This is an interesting article by one of Bill Moyers’ staffers about the injudiciousness of political reporting about the “polarisation” of American politics. The author, Joshua Holland, is spot on that it is the radical right that is doing most of the polarising – at least that’s true within government. Democrats don’t fall too far from the centre generally, whereas the loopy right has been staking more and more ground…to the point where Ronald Reagan is looking like a liberal. Holland points out that Rep. Peter King of New York, a hidebound and closed-minded right-winger, is now being referred to as a prominent congressional “moderate” because he parts company with the Tea Party on a small handful of issues. That should make everyone sit up and take notice of how far the Republican party has tracked rightwards.
Of course, this is not to say that there isn’t an extreme Left to go with the extreme Right in today’s polarised America – it’s just that the extreme Left is so anti-politics that it is natural one cannot find many equivalents to Sen. Ted Cruz or Rep. Michele Bachmann…those equivalents exist, but not in the Senate. Because extreme left-wingers believe that democracy has been sold out to the highest bidder and everyone in government is out to get them, they naturally don’t offer much support to politicians; by contrast, despite anti-government rhetoric, the radical Right never fails to offer candidates for government office and to get them elected.
What I’m getting at here is that the congressional Left, even when it tracks mildly to the purist side, remains moored in reality, as well as committed to the idea that government action can help people, at least occasionally.
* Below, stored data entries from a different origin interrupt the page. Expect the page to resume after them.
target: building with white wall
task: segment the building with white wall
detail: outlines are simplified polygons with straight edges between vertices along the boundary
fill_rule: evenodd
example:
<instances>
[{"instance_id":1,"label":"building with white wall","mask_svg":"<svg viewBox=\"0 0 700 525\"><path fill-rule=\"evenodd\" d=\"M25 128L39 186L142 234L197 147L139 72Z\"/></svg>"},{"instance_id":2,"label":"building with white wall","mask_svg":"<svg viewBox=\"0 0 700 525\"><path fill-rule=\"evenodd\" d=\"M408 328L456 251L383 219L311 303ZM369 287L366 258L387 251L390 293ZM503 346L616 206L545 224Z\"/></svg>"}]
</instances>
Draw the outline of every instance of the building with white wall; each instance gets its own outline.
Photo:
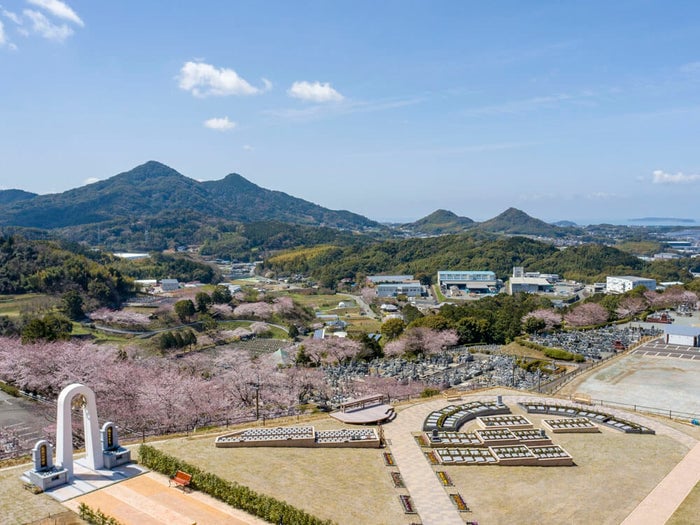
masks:
<instances>
[{"instance_id":1,"label":"building with white wall","mask_svg":"<svg viewBox=\"0 0 700 525\"><path fill-rule=\"evenodd\" d=\"M656 281L634 275L609 275L605 279L606 293L625 293L637 286L644 286L653 292L656 290Z\"/></svg>"},{"instance_id":2,"label":"building with white wall","mask_svg":"<svg viewBox=\"0 0 700 525\"><path fill-rule=\"evenodd\" d=\"M423 286L418 281L377 285L377 297L396 297L397 295L421 297L423 294Z\"/></svg>"},{"instance_id":3,"label":"building with white wall","mask_svg":"<svg viewBox=\"0 0 700 525\"><path fill-rule=\"evenodd\" d=\"M444 270L437 273L440 288L456 287L475 293L496 293L499 288L496 274L490 270Z\"/></svg>"},{"instance_id":4,"label":"building with white wall","mask_svg":"<svg viewBox=\"0 0 700 525\"><path fill-rule=\"evenodd\" d=\"M552 293L554 285L544 277L511 277L508 281L508 293Z\"/></svg>"},{"instance_id":5,"label":"building with white wall","mask_svg":"<svg viewBox=\"0 0 700 525\"><path fill-rule=\"evenodd\" d=\"M664 332L666 344L700 347L700 328L697 326L667 325Z\"/></svg>"}]
</instances>

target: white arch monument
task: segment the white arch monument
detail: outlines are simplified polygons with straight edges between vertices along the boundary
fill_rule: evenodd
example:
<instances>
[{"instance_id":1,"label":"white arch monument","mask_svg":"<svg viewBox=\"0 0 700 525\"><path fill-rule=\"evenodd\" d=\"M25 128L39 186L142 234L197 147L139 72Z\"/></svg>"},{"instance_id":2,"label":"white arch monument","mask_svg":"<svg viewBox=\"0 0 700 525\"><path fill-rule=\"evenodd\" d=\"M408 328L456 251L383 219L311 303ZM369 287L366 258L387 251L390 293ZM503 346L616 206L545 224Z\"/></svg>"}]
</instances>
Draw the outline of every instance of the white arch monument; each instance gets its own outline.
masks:
<instances>
[{"instance_id":1,"label":"white arch monument","mask_svg":"<svg viewBox=\"0 0 700 525\"><path fill-rule=\"evenodd\" d=\"M85 385L74 383L68 385L58 396L58 413L56 417L56 464L68 471L68 482L73 479L73 436L71 407L73 399L82 395L83 425L85 428L85 461L88 468L99 470L104 466L104 457L100 447L100 427L97 422L97 404L95 393Z\"/></svg>"}]
</instances>

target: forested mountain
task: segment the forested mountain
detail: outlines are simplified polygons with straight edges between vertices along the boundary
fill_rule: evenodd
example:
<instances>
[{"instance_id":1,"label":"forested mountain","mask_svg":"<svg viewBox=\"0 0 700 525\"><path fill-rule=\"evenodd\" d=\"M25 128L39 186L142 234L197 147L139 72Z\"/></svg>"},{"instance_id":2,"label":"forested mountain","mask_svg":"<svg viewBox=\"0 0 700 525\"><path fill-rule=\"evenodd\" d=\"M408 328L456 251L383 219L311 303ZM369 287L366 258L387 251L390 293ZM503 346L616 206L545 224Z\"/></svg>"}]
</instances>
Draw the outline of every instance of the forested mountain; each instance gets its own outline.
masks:
<instances>
[{"instance_id":1,"label":"forested mountain","mask_svg":"<svg viewBox=\"0 0 700 525\"><path fill-rule=\"evenodd\" d=\"M132 293L132 279L167 277L211 283L220 276L184 255L128 260L66 241L0 236L0 295L77 291L96 304L115 306Z\"/></svg>"},{"instance_id":2,"label":"forested mountain","mask_svg":"<svg viewBox=\"0 0 700 525\"><path fill-rule=\"evenodd\" d=\"M278 220L352 230L380 227L361 215L261 188L237 174L198 182L155 161L63 193L19 200L13 195L14 200L0 201L0 226L56 229L194 212L236 222Z\"/></svg>"},{"instance_id":3,"label":"forested mountain","mask_svg":"<svg viewBox=\"0 0 700 525\"><path fill-rule=\"evenodd\" d=\"M559 237L566 234L565 229L530 217L524 211L516 208L508 208L493 219L480 222L475 228L485 232L506 233L510 235Z\"/></svg>"},{"instance_id":4,"label":"forested mountain","mask_svg":"<svg viewBox=\"0 0 700 525\"><path fill-rule=\"evenodd\" d=\"M448 210L436 210L422 219L401 225L401 229L427 235L442 235L462 233L474 224L469 217L460 217Z\"/></svg>"},{"instance_id":5,"label":"forested mountain","mask_svg":"<svg viewBox=\"0 0 700 525\"><path fill-rule=\"evenodd\" d=\"M33 199L36 193L30 193L24 190L0 190L0 205L12 204L27 199Z\"/></svg>"},{"instance_id":6,"label":"forested mountain","mask_svg":"<svg viewBox=\"0 0 700 525\"><path fill-rule=\"evenodd\" d=\"M648 275L660 280L687 280L687 260L647 263L607 246L581 245L559 250L548 243L517 236L478 232L427 239L376 242L362 247L319 246L291 250L265 261L265 269L280 274L308 273L333 286L348 277L395 273L433 277L438 270L491 270L503 280L513 266L557 273L584 282L606 275Z\"/></svg>"}]
</instances>

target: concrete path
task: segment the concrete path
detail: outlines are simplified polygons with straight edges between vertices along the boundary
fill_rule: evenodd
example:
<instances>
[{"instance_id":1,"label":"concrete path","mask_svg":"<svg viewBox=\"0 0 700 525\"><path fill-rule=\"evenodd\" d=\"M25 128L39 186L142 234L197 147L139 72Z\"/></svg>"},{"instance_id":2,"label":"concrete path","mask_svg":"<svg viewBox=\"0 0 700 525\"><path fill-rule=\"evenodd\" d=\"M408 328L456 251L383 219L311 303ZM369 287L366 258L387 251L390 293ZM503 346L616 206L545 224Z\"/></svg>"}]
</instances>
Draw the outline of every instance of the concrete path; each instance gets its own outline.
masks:
<instances>
[{"instance_id":1,"label":"concrete path","mask_svg":"<svg viewBox=\"0 0 700 525\"><path fill-rule=\"evenodd\" d=\"M78 512L80 503L117 519L139 525L264 525L266 522L229 507L196 490L168 487L168 478L149 472L102 490L66 501Z\"/></svg>"},{"instance_id":2,"label":"concrete path","mask_svg":"<svg viewBox=\"0 0 700 525\"><path fill-rule=\"evenodd\" d=\"M700 443L637 505L622 525L666 523L700 482Z\"/></svg>"},{"instance_id":3,"label":"concrete path","mask_svg":"<svg viewBox=\"0 0 700 525\"><path fill-rule=\"evenodd\" d=\"M444 399L440 399L406 408L384 427L384 436L389 440L394 461L423 525L464 524L464 519L411 434L423 428L428 412L446 404Z\"/></svg>"}]
</instances>

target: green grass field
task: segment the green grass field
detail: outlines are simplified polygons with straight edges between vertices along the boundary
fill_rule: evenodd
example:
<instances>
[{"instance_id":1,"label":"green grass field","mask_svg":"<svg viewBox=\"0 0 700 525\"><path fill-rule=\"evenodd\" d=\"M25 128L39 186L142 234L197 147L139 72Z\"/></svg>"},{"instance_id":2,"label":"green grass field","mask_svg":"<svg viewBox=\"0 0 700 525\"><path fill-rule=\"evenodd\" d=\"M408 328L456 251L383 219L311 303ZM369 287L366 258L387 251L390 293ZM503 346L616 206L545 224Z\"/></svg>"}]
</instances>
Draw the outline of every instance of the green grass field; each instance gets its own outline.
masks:
<instances>
[{"instance_id":1,"label":"green grass field","mask_svg":"<svg viewBox=\"0 0 700 525\"><path fill-rule=\"evenodd\" d=\"M0 315L19 317L25 311L46 309L56 304L56 298L43 294L0 295Z\"/></svg>"}]
</instances>

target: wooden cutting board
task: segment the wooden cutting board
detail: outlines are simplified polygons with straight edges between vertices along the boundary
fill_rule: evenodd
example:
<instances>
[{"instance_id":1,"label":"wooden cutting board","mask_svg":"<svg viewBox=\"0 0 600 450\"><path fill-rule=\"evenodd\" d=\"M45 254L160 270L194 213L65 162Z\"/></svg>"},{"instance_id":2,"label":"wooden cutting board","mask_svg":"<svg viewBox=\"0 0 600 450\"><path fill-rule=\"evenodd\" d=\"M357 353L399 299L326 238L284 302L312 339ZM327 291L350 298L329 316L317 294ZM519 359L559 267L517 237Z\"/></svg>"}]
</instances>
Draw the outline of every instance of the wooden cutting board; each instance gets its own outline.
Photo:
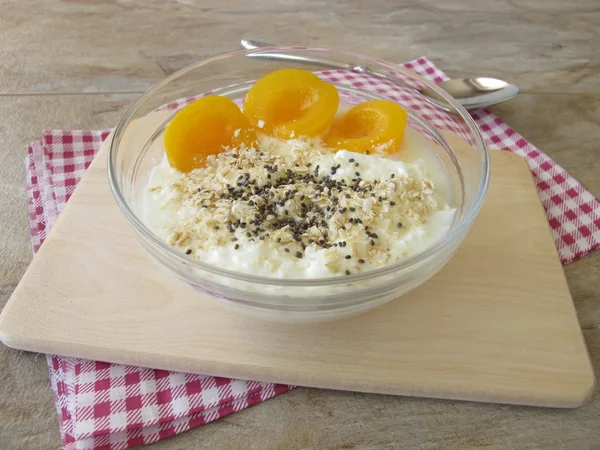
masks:
<instances>
[{"instance_id":1,"label":"wooden cutting board","mask_svg":"<svg viewBox=\"0 0 600 450\"><path fill-rule=\"evenodd\" d=\"M113 201L106 151L0 316L8 346L318 388L552 407L594 374L526 163L494 151L486 203L422 287L336 322L276 324L163 274Z\"/></svg>"}]
</instances>

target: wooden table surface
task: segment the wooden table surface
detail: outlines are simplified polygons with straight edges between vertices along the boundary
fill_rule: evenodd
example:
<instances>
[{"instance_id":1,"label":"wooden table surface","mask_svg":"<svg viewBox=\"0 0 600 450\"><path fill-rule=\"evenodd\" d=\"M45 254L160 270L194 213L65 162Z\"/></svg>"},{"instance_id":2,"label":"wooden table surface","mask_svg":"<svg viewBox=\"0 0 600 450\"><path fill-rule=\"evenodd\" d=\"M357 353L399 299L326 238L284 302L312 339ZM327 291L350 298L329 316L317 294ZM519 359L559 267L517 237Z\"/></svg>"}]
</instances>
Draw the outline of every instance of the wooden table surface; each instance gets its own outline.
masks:
<instances>
[{"instance_id":1,"label":"wooden table surface","mask_svg":"<svg viewBox=\"0 0 600 450\"><path fill-rule=\"evenodd\" d=\"M106 128L142 92L242 36L426 55L450 76L522 93L493 108L600 196L597 0L4 0L0 3L0 307L31 260L25 145L44 128ZM565 267L600 372L600 252ZM149 447L600 447L600 396L548 410L297 389ZM0 447L60 447L43 355L0 347Z\"/></svg>"}]
</instances>

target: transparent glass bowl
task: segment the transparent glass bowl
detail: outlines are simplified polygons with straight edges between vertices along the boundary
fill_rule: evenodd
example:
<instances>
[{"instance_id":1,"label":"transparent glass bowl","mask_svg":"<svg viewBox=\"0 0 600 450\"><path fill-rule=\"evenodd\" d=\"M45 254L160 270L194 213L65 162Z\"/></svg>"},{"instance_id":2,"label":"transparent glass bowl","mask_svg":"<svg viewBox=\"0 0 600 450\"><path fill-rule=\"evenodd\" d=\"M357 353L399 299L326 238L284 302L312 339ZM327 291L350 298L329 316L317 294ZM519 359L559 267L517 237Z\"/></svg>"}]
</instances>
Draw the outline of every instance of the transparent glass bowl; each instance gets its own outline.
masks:
<instances>
[{"instance_id":1,"label":"transparent glass bowl","mask_svg":"<svg viewBox=\"0 0 600 450\"><path fill-rule=\"evenodd\" d=\"M409 112L408 126L428 139L452 185L457 213L442 239L419 254L373 271L322 279L280 279L200 262L170 247L148 228L142 219L142 193L151 168L162 159L162 135L177 109L207 94L227 96L240 103L258 78L281 68L317 73L336 85L345 103L389 99ZM423 88L437 94L436 102L420 93ZM443 107L440 101L445 102ZM398 299L427 281L464 239L481 208L489 181L488 154L477 126L434 83L367 56L305 47L227 53L173 74L125 113L110 142L108 158L114 197L142 247L161 267L192 287L198 301L211 299L281 321L317 321L357 314Z\"/></svg>"}]
</instances>

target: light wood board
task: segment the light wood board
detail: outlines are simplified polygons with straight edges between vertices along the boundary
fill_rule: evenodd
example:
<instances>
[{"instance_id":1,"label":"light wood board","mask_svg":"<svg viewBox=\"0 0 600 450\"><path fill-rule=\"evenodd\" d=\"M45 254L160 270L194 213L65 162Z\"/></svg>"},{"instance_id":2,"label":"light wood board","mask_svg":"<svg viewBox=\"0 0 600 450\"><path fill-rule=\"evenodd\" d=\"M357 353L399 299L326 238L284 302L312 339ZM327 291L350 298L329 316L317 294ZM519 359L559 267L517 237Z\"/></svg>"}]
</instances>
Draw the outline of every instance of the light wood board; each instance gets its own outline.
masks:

The hardcore firebagger Left, because it is neither moored in reality nor committed in any way to government action, is therefore likely not to become the congressional Left.
Maybe someday they will be – maybe we will eventually get left-wing obstructionists to go with our right-wing obstructionists on Capitol Hill. But at present, firebaggers believe their anti-democracy and anti-government rants enough to neither participate in democracy nor provide rational options for government action. On Capitol Hill, we only get packaged crazy from the far Right, as the far Left saves it for pointless Occupy gab sessions complete with wacky hand gestures.
The radicalisation of the Republican Party is one of the most important political stories today, to be sure. The radicalisation of an apolitical radical Left _outside_ of the Democratic Party remains something to watch, mind you. But on Capitol Hill, it is the long march of the Tea Party that constitutes the main story.